Following a Figure of the Neutral Gap behavior considering three boundary conditions. MOBC is for Modified Open Boundary conditions with J_edges = 0.0.

Evaluating other measurements, I identified two transitions at J_c ~ 0.69 and J_c ~ 0.95 for larger system(N=400). I would expect the neutral gap for OBC start to increase continuously as we approach the transition point between AFM-Haldane phases(J_c ~ 0.95), but as we can see, the Neutral Gap Jumps to a finite value for J_c ~ 1.0. Another point is that for the first transition between topological trivial and AFM phases, this behavior doesn’t happen.
Follow an figure of the scaled neutral gap for this transition considering different systems sizes :

Is there a different strategy for computing the Neutral Gap for OBC more efficiently? I’m trying here don’t fall in the easy(despite computationally extremely cost) solution using PBC for this case.

It’s not totally obvious what’s going wrong. I think your first strategy should be to collect some more information about the states themselves that you are finding. For example, how orthogonal are they? How good is their energy variance (i.e. are they very high-quality eigenstates)?

A related idea would be to plot the local energy of each state and then subtract these two arrays of data to see the local energy difference as a function of space. Is the extra energy of the excited state localized more in the middle of the system or at the edge?

If the extra energy is at the edge, that could be your problem, and you might need to handle the edge differently, like change boundary conditions or use “infinite boundaries”.

The idea of “infinite boundaries” or in a more basic sense, “restricted sweeping” is to use a larger or even infinite DMRG calculation for the ground state, then use the “environments” (projection of Hamiltonian into left and right basis tensors) from that calculation as a kind of ‘correlated boundary conditions’ for a DMRG calculation in a medium to large unit cell in the middle. This new DMRG calculation would ‘target’ an excited state and this way the excitations cannot get stuck to the edge.

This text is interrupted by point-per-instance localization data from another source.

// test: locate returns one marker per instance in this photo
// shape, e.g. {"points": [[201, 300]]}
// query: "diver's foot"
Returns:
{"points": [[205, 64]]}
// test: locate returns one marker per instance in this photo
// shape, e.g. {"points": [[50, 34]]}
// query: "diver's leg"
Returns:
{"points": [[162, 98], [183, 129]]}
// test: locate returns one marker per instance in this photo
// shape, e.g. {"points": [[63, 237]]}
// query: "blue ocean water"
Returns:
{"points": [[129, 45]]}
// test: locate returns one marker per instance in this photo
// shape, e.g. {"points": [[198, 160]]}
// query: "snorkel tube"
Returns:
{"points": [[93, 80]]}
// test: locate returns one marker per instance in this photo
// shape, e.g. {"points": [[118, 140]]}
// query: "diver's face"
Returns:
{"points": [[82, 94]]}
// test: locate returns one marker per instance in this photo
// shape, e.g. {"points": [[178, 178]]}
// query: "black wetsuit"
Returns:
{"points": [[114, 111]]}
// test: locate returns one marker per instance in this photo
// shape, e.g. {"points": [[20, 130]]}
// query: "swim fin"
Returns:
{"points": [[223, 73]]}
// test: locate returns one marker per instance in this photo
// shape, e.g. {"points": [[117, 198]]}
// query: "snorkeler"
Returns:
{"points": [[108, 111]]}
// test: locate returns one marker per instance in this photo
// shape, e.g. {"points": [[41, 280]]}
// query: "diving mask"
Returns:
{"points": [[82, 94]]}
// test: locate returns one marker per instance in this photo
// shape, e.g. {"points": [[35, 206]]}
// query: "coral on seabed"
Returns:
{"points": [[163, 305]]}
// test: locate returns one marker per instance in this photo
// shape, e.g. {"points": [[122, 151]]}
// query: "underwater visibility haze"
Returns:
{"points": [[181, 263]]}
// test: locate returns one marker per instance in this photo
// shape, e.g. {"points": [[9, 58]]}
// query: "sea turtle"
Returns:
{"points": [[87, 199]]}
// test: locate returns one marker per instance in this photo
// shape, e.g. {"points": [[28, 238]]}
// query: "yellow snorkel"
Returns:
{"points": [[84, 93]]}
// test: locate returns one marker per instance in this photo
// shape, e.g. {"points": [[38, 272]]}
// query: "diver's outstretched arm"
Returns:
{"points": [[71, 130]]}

A less fancy idea, that I think you should try first, is to compute a few more excited states, maybe one or two more, then “rediagonalize” them. This means to make a small matrix (like a 4x4 matrix) of the form h_{ij} = \langle \psi_i| H |\psi_j \rangle as well as \langle \psi_i|\psi_j \rangle (which you should not assume is identity) and then think of the |\psi_j\rangle as a non-orthogonal basis in which you want to work. Then you find an actually orthonormal basis made from these which diagonalizes h_{ij} and this can give you more accurate excited state energies. Also it can reveal if there are any issues such as finding the second excited state before the first excited state etc.